Wie sein Vorgänger spielt auch Outbreak File #2 kurz nach den Geschehnissen aus Resident Evil 2. Seitdem sich ein Killervirus im berühmt berüchtigten Raccoon City eingenistet hat, ist die Metropole – um es gutbürgerlich auszudrücken – ziemlich am Popo: Sämtliche Einwohner haben sich zu blutrünstigen Untoten, die einem mittelprächtigen Romero-Streifen entsprungen sein könnten, entwickelt und wollen jetzt den letzten Überlebenden ans Leder. Richtig! Ihr mimt eine dieser bedauernswerten Gestalten…

Der Mehrspielermodus bildet letztlich auch die Quintessenz des neuesten Resis. Wählt einen von acht Charakteren (Allesamt Nobodys, auf eine Jill Valentine müsst ihr leider verzichten) und schlagt euch dann mit zwei Leidensgenossen durch die Zombie-verseuchten Kulissen. Jedes Alter Ego würzt das Spielgeschehen dabei mit div. Stärken und Schwächen: Cop Kevin hat eine schlagkräftige 9mm, während Alyssa Schlösser knacken kann und Kellnerin Cindy mit Heil-Fähigkeiten gesegnet ist. In den Online-Gemäuern ist also Teamarbeit angesagt, Einzelgänger beißen bereits in den ersten Spielminuten ins Gras, viele Rätsel können nur im Team gelöst werden. Schade dass sich die zwischenmenschliche Kommunikation auf nötigste Phrasen beschränkt, Headset-Support wäre hier wünschenswert gewesen.

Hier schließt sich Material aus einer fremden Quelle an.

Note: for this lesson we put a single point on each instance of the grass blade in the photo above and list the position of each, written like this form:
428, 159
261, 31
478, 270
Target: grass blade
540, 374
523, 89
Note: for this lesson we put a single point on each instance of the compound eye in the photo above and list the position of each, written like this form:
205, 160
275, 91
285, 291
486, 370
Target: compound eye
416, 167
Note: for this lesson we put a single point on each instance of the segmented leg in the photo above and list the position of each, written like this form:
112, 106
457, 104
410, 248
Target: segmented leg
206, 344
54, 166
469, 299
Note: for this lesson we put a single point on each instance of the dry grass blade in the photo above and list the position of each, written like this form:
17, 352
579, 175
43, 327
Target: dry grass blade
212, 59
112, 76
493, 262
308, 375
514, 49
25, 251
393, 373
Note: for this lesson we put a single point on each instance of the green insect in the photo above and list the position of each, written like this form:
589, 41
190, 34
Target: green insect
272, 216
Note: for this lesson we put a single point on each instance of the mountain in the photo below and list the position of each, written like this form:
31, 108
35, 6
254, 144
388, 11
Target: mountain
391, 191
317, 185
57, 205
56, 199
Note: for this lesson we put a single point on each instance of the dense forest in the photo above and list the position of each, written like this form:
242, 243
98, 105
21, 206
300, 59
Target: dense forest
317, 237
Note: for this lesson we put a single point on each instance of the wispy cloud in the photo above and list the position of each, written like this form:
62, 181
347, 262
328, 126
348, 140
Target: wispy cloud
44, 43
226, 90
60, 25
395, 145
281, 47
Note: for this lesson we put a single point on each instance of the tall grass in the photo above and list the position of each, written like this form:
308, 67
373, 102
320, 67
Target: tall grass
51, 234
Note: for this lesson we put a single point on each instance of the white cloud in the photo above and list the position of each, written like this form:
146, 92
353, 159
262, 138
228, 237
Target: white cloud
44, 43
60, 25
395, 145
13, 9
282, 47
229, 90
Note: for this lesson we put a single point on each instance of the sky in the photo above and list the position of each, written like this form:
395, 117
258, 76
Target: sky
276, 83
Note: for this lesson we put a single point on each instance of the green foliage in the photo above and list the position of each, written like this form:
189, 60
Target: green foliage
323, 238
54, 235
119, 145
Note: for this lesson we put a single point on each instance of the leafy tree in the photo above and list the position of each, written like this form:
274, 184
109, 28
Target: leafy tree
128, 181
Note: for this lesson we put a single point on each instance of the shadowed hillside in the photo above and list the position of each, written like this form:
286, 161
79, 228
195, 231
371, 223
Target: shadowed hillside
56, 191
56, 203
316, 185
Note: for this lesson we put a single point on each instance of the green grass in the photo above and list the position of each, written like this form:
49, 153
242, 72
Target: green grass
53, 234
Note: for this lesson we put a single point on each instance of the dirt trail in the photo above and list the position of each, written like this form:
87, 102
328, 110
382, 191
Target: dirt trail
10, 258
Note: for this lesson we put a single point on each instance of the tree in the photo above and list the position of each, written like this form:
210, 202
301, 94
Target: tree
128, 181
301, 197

Insgesamt strapazieren fünf Chapter eure Nerven. Ein schauerlicher Wald steht hierbei ebenso zur Wahl wie das klassische Raccoon City-Theme, ein mutierter Zoo oder ein verschachteltes U-Bahn-System. Diese sind nicht chronologisch aufgebaut und stellen jeweils kleine autarke Kapitel dar. Für zünftiges Retro-Feeling sorgen die teils dreisten Ladezeiten, die auch einer beliebigen PSone-Episode der Schauermär entsprungen sein könnten: Grade in Online-Ausflügen ein echter Spielspaßkiller.

Wehe dem, der keinen Netzwerkadapter sein Eigen nennt und deshalb auf das Single Player-Game zurückgreifen muss! Hier mimt die KI eure Kameraden, wobei man von Intelligenz nicht wirklich sprechen kann. Die beiden intellektuellen Ausfälle, die euch begleiten, bleiben gern des Öfteren an Ecken und Kanten hängen, eure Befehle werden je nach Gusto ignoriert und wenn euch die Zombie-Meute anfällt, versammeln sich eure „Freunde“ als passive aber interessierte Beobachter um euch.

Die Optik kehrt zu den Anfängen der Serie zurück und präsentiert sich als gesunder Mix aus vorgegebenen Kameraperspektiven und detaillierten Polygon-Akteuren. Die Schönheit und Atmosphäre der Szenerie wird allerdings mit mangelnder Übersicht erkauft, die euch grade in brenzligen Situationen zum Verhängnis werden kann. Insgesamt rangiert die optische Pracht knapp unterhalb der Gamecube-Remakes. Abgeschmeckt wird die Gruselsuppe durch eine unheimliche Soundkulisse.

Die Symbiose aus Ballerei, Rästeleinlagen und Teamplay spielt ihre vollen Stärken erst online aus. Das kollektive Gruseln lässt zwar eine zusammenhängende Storyline vermissen, entfesselt jedoch eine dichte Atmosphäre. Schade dass Outbreak Nummero Zwo offline zum 08/15-Adventure verkommt – vermurkste KI und unübersichtliches Item-Management machen euch mehr Angst als die mutierten Zombie-Massen. Hängt ein Netzwerk-Adapter an eurer PlayStation, so ist die innovative Schauermär sicher einen Blick wert.